A pesar de la firmeza en su diagnóstico, Rubio señaló que el gobierno estadounidense seguirá dialogando con las autoridades de la isla. La estrategia de Washington combina dos vertientes: la presión directa sobre el aparato represivo y militar de la dictadura cubana, y el mantenimiento de conversaciones discretas buscando un desenlace favorable para los habitantes. \»Queremos algo bueno para el pueblo cubano y, con suerte, habrá un buen resultado para ellos. Tiene que haberlo\», manifestó el secretario de Estado.
Endurecimiento de sanciones y acusación penal contra Raúl Castro
Las declaraciones se enmarcan en una reciente escalada de medidas adoptadas por la Casa Blanca. A comienzos de mayo, el ejecutivo estadounidense firmó una orden ejecutiva que amplía las sanciones a personas y entidades vinculadas al gobierno cubano, abarcando sectores estratégicos como energía, defensa, minería y servicios financieros. La medida también contempla bloqueos de propiedades y la suspensión de visas para extranjeros implicados en graves abusos a los derechos humanos, corrupción o expropiación de activos privados en la isla, catalogando estas acciones como una \»amenaza inusual y extraordinaria\» para la política exterior estadounidense.
El endurecimiento de la política estadounidense incluye además un paso judicial de alto impacto: la acusación penal anunciada contra Raúl Castro Ruz y otros cinco funcionarios por su presunta participación en el derribo de dos avionetas civiles de Hermanos al Rescate en 1996. El Departamento de Justicia imputa cargos de conspiración para asesinar a ciudadanos estadounidenses, destrucción de aeronaves y asesinato, señalando que cazas militares bajo la cadena de mando de Castro dispararon misiles contra las naves en aguas internacionales, un crimen de Estado que permanece en el centro de la disputa bilateral.

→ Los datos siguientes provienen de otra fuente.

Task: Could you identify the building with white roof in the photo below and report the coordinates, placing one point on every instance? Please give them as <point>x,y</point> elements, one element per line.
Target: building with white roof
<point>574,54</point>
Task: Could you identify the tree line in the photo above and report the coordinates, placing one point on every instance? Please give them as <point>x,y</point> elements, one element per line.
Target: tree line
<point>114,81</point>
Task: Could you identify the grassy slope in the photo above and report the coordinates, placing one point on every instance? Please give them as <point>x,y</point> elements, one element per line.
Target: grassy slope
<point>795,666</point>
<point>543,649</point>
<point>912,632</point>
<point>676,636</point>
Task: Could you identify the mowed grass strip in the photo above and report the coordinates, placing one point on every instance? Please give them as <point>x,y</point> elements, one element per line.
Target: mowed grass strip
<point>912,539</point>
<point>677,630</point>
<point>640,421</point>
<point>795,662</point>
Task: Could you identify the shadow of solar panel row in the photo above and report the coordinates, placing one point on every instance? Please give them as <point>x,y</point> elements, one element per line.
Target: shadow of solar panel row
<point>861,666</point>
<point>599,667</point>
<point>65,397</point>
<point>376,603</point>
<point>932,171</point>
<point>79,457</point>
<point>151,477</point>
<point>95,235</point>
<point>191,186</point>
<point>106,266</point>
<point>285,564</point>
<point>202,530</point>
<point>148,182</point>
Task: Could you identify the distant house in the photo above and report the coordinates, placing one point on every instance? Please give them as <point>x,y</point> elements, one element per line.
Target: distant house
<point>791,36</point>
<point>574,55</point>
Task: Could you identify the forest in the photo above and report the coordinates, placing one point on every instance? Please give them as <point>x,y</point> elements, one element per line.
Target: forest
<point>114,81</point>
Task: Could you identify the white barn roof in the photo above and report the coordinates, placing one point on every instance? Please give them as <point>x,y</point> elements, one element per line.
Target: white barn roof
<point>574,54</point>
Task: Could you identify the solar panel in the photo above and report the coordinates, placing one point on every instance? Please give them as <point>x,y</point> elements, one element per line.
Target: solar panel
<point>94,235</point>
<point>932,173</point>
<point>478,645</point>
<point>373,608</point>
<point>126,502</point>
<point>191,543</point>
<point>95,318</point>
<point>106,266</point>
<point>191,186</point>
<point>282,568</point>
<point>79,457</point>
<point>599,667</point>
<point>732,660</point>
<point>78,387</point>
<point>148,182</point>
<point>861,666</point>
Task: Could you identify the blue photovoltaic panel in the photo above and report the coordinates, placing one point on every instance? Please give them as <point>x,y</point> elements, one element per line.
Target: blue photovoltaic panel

Este nuevo escenario diplomático y coercitivo ocurre en medio del colapso estructural de la isla. La hiperinflación, el desabastecimiento crónico, la crisis energética y el éxodo migratorio masivo son el resultado directo de décadas de mala gestión y falta de libertades impuestas por la dictadura cubana. Las recientes acusaciones y sanciones de Washington envían un mensaje claro a la cúpula militar y política: la impunidad tiene un costo creciente. Para la ciudadanía, el futuro inmediato se debate entre el impacto de las medidas restrictivas sobre un ya frágil tejido económico y la urgencia de un cambio democrático que alivie la profunda crisis humanitaria que sufre a diario.